Obviously, news about Taylor Swift has nothing to do with heavy metal. However, her new contract negotiations do affect a lot of metal bands – everybody from Avenged Sevenfold to Five Finger Death Punch to Venom to Bullet For My Valentine to Atreyu to Electric Wizard to Prophets of Rage to Nine Inch Nails to Strike Anywhere to Entheos.
But what does Taylor Swift have to with any of these bands, you may ask? Well, her contract has a very interesting provision. Taylor just signed a new deal with Republic Records, a subsidiary of Universal Music Group. One of the terms of her deal was that if Universal Music Group sells its shares of Spotify, the label would distribute a percentage of the earnings from that sale to all the artists they represent.

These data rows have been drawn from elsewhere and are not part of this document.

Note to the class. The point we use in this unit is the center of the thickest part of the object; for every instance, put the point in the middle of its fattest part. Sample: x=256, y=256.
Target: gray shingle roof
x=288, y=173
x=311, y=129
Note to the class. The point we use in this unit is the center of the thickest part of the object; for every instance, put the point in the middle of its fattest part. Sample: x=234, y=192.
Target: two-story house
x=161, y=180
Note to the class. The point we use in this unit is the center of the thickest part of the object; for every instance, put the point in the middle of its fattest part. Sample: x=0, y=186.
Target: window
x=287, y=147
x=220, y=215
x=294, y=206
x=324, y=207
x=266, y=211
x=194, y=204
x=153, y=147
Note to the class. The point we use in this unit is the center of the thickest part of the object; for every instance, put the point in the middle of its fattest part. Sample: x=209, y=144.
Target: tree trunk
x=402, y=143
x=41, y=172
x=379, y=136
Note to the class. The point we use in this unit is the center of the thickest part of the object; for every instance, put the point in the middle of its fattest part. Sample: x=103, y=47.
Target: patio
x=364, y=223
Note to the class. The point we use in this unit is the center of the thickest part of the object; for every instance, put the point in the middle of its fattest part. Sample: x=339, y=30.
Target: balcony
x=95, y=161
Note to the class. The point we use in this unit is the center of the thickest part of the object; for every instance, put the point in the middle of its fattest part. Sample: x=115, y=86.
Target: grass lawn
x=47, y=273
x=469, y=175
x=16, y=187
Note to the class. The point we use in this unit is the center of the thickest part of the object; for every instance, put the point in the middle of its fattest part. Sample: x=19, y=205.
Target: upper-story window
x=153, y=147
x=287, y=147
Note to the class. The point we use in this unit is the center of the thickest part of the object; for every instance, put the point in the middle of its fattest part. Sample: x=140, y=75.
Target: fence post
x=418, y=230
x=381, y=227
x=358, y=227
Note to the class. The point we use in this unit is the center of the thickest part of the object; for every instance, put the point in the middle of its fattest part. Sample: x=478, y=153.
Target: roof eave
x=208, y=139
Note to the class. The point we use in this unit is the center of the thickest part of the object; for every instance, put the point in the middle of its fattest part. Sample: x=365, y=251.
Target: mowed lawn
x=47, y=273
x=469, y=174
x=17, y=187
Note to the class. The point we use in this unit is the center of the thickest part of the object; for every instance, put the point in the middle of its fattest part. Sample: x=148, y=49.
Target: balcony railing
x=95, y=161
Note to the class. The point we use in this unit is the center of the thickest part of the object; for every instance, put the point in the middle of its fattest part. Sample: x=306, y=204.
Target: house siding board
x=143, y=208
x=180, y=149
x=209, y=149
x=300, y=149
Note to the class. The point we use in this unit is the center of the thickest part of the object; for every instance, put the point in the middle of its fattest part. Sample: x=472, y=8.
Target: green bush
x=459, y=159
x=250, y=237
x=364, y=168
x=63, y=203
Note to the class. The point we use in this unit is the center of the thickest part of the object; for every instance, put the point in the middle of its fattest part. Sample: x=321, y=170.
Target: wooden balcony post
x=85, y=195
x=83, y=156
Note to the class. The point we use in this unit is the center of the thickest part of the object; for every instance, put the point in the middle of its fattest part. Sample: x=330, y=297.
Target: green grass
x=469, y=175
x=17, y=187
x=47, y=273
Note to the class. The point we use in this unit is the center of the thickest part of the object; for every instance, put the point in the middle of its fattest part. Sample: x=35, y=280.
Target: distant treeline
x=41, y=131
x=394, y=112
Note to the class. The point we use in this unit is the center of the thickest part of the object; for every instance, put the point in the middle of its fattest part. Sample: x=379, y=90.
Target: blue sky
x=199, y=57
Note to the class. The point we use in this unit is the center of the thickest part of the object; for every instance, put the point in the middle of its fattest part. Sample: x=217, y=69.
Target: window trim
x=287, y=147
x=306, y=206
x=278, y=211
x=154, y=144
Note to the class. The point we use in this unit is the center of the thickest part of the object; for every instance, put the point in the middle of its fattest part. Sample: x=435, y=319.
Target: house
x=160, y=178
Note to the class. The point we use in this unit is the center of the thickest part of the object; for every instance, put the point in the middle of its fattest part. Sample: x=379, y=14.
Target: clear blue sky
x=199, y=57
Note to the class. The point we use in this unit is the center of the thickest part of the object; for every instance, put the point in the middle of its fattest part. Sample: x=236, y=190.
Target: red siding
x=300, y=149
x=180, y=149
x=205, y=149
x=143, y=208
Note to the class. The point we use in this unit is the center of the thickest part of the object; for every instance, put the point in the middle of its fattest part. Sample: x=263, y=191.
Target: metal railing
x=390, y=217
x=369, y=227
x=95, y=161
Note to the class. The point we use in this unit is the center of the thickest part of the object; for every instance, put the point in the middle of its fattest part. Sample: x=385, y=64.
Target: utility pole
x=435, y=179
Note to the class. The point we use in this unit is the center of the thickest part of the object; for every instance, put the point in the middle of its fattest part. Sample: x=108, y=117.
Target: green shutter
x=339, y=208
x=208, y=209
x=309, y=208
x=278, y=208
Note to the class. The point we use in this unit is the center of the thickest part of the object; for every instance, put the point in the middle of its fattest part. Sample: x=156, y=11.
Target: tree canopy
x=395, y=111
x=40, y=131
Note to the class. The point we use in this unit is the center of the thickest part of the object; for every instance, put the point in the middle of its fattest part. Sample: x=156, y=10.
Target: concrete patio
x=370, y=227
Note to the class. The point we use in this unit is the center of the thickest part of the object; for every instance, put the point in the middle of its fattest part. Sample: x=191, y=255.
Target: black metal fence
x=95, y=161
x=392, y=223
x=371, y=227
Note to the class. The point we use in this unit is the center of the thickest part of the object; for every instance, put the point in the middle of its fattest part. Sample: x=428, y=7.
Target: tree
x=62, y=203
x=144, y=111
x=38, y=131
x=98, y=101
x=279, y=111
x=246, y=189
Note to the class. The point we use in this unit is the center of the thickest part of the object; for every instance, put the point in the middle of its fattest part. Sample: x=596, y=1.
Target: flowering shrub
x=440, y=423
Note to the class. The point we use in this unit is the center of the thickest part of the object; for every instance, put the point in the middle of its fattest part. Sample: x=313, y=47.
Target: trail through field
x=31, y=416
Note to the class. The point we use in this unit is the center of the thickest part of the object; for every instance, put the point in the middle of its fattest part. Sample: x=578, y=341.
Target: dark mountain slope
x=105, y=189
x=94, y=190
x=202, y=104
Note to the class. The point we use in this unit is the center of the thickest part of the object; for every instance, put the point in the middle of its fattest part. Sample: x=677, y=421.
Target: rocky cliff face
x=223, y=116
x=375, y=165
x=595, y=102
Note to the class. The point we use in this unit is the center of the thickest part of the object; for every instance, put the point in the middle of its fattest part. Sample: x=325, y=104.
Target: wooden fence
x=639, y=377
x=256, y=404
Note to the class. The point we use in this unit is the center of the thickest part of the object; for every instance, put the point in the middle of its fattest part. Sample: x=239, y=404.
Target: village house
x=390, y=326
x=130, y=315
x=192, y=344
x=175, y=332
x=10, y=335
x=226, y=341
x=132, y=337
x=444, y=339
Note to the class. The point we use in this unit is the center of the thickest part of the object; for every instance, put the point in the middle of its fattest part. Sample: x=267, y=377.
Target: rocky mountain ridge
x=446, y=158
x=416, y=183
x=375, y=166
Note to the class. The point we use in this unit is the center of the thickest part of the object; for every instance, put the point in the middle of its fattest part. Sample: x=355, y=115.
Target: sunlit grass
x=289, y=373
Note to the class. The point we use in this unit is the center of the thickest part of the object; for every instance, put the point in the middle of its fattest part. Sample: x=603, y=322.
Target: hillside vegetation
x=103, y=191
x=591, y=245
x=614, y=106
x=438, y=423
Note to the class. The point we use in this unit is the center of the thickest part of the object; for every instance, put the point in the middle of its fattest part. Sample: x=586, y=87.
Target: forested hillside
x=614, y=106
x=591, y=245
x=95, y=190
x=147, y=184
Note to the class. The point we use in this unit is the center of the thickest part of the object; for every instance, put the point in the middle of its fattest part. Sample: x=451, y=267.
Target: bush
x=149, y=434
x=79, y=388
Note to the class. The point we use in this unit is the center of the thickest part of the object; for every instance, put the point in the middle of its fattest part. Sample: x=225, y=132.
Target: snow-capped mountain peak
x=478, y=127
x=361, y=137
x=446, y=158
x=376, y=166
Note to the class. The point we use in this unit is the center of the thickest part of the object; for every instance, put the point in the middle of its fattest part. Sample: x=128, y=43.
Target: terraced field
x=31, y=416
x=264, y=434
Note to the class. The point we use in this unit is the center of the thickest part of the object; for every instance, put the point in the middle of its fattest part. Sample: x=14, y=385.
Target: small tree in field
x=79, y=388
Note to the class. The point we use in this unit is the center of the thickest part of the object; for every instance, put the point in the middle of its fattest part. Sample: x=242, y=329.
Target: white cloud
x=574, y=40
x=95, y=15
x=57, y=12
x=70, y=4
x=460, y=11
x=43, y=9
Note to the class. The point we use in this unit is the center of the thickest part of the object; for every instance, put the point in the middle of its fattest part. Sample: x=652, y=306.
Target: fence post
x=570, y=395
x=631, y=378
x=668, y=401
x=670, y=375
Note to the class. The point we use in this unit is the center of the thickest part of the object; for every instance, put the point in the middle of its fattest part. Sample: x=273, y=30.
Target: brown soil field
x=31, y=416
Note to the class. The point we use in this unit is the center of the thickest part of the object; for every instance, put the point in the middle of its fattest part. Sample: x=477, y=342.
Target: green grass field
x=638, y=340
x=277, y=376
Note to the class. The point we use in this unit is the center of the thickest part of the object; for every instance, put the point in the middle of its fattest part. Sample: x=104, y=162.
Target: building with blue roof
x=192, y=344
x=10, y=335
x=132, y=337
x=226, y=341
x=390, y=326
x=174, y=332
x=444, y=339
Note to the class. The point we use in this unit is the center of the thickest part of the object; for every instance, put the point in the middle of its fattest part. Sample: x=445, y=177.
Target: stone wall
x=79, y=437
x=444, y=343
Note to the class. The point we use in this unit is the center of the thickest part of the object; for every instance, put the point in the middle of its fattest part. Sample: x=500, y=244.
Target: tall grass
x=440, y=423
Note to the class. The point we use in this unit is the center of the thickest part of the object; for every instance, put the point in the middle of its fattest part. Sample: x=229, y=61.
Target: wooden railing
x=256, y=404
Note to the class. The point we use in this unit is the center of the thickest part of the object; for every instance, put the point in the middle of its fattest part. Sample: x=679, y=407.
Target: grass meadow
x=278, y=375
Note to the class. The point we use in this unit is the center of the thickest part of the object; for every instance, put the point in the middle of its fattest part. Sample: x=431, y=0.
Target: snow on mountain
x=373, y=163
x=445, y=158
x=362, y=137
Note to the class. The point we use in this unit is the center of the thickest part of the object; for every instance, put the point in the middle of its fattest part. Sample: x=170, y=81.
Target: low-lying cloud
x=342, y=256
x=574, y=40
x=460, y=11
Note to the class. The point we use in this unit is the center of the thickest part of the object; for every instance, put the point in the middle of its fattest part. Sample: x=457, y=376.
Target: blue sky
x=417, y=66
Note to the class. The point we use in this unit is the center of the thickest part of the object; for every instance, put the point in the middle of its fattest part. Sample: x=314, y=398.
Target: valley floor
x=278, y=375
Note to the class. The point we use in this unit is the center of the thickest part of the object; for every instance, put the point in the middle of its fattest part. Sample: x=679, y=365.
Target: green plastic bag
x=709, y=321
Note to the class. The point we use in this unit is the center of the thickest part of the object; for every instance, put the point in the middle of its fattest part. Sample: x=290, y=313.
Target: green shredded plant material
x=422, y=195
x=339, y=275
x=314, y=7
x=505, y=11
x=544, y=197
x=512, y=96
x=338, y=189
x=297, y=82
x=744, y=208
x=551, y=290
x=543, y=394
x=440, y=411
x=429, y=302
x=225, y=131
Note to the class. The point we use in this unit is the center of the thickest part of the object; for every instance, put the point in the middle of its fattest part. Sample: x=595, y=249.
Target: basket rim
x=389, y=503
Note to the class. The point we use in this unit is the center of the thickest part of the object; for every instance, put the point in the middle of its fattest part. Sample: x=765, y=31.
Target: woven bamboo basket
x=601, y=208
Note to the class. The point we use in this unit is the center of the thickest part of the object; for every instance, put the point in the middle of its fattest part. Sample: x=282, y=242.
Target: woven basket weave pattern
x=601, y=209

Vox explains the nitty gritty:
Swift has made it a condition of her contract that if Universal Music Group sells its Spotify shares, the label will distribute some of the money from that sale to all of the artists it represents, “non-recoupable,”meaning it won’t count against their advances. It’s a huge commitment from UMG that, until Swift’s deal, was far from assured.
UMG owns a 3.5 percent stake in Spotify, estimated to be worth $850 million. The label hasn’t sold any of its shares yet — but other record labels have. As Music Business Worldwide explains, earlier this year, Sony sold about half of its 5.7 percent stake in Spotify for $768 million, and Warner Brothers sold 75 percent of its shares — a less than 5 percent stake — for $504 million. The result was a huge influx of cash for both companies, and while both said that they would be sharing the money with their artists, Sony artists ended up seeing a lot more of it than Warner Brothers artists did.
Vox explains the reason Sony artists got a ton more money than artists on Warner is because Warner counted the money they were sending to artists against "recoupables," meaning money the label had already paid/lended to artists to work on their music. Sony didn't bother covering their own recoupables and just gave the artists money.
Writing on Instagram, Swift explained:
“There was one condition which meant more to me than any other deal point. As part of my new contract with Universal Music Group, I asked that any sale of their Spotify shares result in a distribution of money to their artists, non-recoupable.”
“They have generously agreed to this, at what they believe will be much better terms than paid out previously by other major labels. I see this as a sign that we are headed towards positive change for creators – a goal I’m never going to stop trying to help to achieve, in whatever ways I can. I’m so happy to have Sir Lucian Grainge as a partner in these efforts.”
Swift ensured that artists on Universal Music Group (including herself) would be covered. Swift has been an advocate for fair pay to artists. She went on a big PR campaign shaming Apple for not paying artists royalties for music streamed during Apple Music's free trial period for customers, eventually getting Apple to relent and promise to pay a royalty for any music streamed on its service.